+ mm-page_alloc-use-accumulated-load-when-building-node-fallback-list.patch added to -mm tree

akpm@xxxxxxxxxxxxxxxxxxxx · Wed, 15 Sep 2021 20:47:28 -0700

The patch titled
     Subject: mm/page_alloc: use accumulated load when building node fallback list
has been added to the -mm tree.  Its filename is
     mm-page_alloc-use-accumulated-load-when-building-node-fallback-list.patch

This patch should soon appear at
    https://ozlabs.org/~akpm/mmots/broken-out/mm-page_alloc-use-accumulated-load-when-building-node-fallback-list.patch
and later at
    https://ozlabs.org/~akpm/mmotm/broken-out/mm-page_alloc-use-accumulated-load-when-building-node-fallback-list.patch

Before you just go and hit "reply", please:
   a) Consider who else should be cc'ed
   b) Prefer to cc a suitable mailing list as well
   c) Ideally: find the original patch on the mailing list and do a
      reply-to-all to that, adding suitable additional cc's

*** Remember to use Documentation/process/submit-checklist.rst when testing your code ***

The -mm tree is included into linux-next and is updated
there every 3-4 working days

------------------------------------------------------
From: Krupa Ramakrishnan <krupa.ramakrishnan@xxxxxxx>
Subject: mm/page_alloc: use accumulated load when building node fallback list

In build_zonelists(), when the fallback list is built for the nodes, the
node load gets reinitialized during each iteration.  This results in nodes
with same distances occupying the same slot in different node fallback
lists rather than appearing in the intended round- robin manner.  This
results in one node getting picked for allocation more compared to other
nodes with the same distance.

As an example, consider a 4 node system with the following distance
matrix.

Node 0  1  2  3
----------------
0    10 12 32 32
1    12 10 32 32
2    32 32 10 12
3    32 32 12 10

For this case, the node fallback list gets built like this:

Node	Fallback list
---------------------
0	0 1 2 3
1	1 0 3 2
2	2 3 0 1
3	3 2 0 1 <-- Unexpected fallback order

In the fallback list for nodes 2 and 3, the nodes 0 and 1 appear in the
same order which results in more allocations getting satisfied from node 0
compared to node 1.

The effect of this on remote memory bandwidth as seen by stream benchmark
is shown below:

Case 1: Bandwidth from cores on nodes 2 & 3 to memory on nodes 0 & 1
	(numactl -m 0,1 ./stream_lowOverhead ... --cores <from 2, 3>)
Case 2: Bandwidth from cores on nodes 0 & 1 to memory on nodes 2 & 3
	(numactl -m 2,3 ./stream_lowOverhead ... --cores <from 0, 1>)

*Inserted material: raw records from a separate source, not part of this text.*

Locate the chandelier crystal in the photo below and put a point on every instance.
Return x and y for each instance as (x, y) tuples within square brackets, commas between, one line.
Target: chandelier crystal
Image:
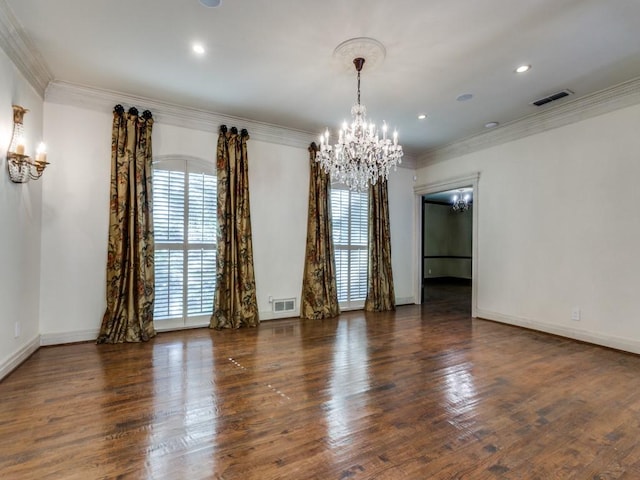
[(360, 157), (460, 202)]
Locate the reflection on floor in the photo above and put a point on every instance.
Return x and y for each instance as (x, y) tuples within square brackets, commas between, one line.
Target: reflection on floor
[(455, 291)]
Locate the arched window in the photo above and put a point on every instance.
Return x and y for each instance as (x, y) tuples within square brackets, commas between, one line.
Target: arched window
[(185, 229), (350, 223)]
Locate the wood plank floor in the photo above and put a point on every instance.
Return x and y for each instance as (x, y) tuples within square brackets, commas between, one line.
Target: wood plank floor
[(424, 393)]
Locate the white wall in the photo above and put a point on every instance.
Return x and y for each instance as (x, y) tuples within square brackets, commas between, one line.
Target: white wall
[(20, 212), (558, 228), (75, 218), (403, 234)]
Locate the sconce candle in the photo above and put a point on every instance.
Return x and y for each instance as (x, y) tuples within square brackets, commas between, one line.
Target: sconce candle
[(21, 167), (41, 154)]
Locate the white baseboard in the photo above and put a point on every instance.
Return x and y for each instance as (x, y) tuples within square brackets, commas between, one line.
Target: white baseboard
[(12, 362), (68, 337), (405, 301), (269, 315), (596, 338)]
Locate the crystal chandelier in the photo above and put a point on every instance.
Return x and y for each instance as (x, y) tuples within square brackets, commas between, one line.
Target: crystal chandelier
[(360, 157), (461, 202)]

----------------------------------------
		BANDWIDTH (MB/s)
    TEST	Case 1		Case 2
----------------------------------------
    COPY	57479.6		110791.8
   SCALE	55372.9		105685.9
     ADD	50460.6		96734.2
  TRIADD	50397.6		97119.1
----------------------------------------

The bandwidth drop in Case 1 occurs because most of the allocations get
satisfied by node 0 as it appears first in the fallback order for both
nodes 2 and 3.

This can be fixed by accumulating the node load in build_zonelists()
rather than reinitializing it during each iteration.  With this the nodes
with the same distance rightly get assigned in the round robin manner.  In
fact this was how it was originally until the commit f0c0b2b808f2 ("change
zonelist order: zonelist order selection logic") dropped the load
accumulation and resorted to initializing the load during each iteration. 
While zonelist ordering was removed by commit c9bff3eebc09 ("mm,
page_alloc: rip out ZONELIST_ORDER_ZONE"), the change to the node load
accumulation in build_zonelists() remained.  So essentially this patch
reverts back to the accumulated node load logic.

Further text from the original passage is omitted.